Diese News konzentriert sich auf Ausführungen zum Flugzeugentwurf und zur Flugmechanik. Zu dem Gesamtkomplex A380 gibt es aber noch mehr zu berichten:

  • Verlängerung der Startbahn für Airbus mit Steuergeldern (83 Millionen EUR) in Hamburg-Finkenwerder gegen enorme Widerstände der lokalen Bevölkerung, ohne dass die Startbahn überhaupt benötigt wurde.
  • Die Wirbelschleppenforschung konnte die Einstufung des A380 in eine neue Wirbelschleppenklasse "SUPER" nicht verhindern, weil die Wirbelschleppen gem. Flugmechanik primär von der Masse abhängig sind. Damit hatte der A380 keinen generellen Kapazitätsvorteil mehr für Flughäfen.
  • 1/4 oder 170 ha des Mühlenberger Lochs (eine Elbbucht und EU-Schutzgebiet) wurden mit Steuergeldern (665 Millionen EUR) für die Werkserweiterung von Airbus genutzt und zugeschüttet. Das brachte Deutschland ein EU-Vertragsverletzungsverfahren ein.
  • Airbus erhielt Entwicklungskredite für den A380 in Höhe von 3 Milliarden EUR von Steuerzahlern aus Deutschland, Frankreich und Großbritannien.
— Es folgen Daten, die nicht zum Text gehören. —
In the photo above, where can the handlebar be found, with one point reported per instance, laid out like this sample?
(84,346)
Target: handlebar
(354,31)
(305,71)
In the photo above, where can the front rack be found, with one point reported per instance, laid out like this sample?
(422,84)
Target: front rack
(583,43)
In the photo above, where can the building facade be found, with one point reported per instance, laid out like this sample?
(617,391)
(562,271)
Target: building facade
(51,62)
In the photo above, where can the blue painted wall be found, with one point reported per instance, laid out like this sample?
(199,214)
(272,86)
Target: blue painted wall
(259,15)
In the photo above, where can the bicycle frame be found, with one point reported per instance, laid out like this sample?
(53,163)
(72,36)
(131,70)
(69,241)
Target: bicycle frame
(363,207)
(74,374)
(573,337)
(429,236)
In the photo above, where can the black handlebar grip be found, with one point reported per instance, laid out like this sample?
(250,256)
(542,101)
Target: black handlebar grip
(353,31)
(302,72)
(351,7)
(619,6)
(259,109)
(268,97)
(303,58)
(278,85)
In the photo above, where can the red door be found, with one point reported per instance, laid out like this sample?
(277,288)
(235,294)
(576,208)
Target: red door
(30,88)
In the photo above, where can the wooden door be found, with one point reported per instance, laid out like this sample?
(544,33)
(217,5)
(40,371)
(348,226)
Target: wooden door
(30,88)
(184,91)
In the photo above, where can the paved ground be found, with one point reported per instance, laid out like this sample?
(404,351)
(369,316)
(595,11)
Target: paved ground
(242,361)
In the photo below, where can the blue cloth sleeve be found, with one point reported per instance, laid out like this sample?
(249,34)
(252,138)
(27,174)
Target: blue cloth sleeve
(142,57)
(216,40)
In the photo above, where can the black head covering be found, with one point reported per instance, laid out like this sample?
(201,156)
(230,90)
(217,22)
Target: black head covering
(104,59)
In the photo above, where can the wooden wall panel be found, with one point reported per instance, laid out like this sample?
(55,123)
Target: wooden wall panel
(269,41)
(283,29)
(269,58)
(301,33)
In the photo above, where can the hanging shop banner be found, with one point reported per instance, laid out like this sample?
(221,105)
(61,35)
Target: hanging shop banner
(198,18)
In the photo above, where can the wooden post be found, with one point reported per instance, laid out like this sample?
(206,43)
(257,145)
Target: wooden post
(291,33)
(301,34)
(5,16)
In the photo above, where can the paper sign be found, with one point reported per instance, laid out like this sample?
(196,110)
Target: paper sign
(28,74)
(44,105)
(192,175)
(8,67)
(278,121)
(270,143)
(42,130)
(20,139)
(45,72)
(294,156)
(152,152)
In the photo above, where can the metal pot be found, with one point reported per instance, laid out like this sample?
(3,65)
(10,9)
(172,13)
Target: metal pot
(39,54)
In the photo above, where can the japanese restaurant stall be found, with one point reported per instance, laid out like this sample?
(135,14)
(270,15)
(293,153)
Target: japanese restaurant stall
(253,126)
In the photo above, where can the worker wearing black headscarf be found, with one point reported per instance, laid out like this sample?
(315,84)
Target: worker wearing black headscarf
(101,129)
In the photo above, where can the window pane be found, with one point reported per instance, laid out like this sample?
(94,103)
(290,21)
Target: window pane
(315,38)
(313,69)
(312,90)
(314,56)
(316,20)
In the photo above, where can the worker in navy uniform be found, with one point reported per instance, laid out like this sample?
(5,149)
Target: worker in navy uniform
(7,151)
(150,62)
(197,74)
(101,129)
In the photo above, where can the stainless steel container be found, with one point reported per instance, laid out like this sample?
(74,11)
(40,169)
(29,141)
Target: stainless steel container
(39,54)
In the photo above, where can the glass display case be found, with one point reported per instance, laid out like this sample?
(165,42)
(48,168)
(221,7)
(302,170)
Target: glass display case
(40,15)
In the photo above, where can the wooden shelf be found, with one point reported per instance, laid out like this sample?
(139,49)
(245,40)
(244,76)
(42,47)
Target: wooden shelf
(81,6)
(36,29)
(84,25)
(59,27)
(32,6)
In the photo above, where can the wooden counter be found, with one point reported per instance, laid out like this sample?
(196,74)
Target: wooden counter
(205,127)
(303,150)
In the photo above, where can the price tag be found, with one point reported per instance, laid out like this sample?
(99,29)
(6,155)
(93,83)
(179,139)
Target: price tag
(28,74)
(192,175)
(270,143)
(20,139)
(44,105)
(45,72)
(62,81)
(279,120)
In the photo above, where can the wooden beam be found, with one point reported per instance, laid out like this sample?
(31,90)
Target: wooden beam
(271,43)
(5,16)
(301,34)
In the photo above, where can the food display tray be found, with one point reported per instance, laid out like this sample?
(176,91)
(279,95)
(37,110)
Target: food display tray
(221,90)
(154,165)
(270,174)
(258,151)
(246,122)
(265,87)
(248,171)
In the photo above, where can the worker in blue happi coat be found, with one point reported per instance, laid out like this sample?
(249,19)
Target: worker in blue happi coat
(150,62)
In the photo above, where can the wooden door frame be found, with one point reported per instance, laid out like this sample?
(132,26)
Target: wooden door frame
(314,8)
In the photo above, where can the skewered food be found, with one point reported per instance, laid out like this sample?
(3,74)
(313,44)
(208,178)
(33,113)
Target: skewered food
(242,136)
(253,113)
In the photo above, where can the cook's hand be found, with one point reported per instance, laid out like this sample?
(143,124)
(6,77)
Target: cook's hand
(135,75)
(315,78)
Davon werden jetzt etwa 2 Milliarden EUR von Airbus nicht zurückgezahlt und sind somit verloren.
  • Insbesondere in der Corona-Pandemie ist der A380 zu groß. Es schmerzt zu sehen, dass ein nur 13 Jahre altes Flugzeug zerlegt und entsorgt wird.
  • Insgesamt ca. 40 Milliarden EUR Verlust bei Airbus, weitere Verluste bei Zulieferern, Airlines, Flughäfen. Zufrieden oder sogar begeistert waren und sind hingegen Arbeiter und Angestellte, Passagiere und Flugzeug-Fans. Wirtschaftssenator Westhagemann sagt: "Der A380 ist für den Standort Hamburg eine Erfolgsgeschichte".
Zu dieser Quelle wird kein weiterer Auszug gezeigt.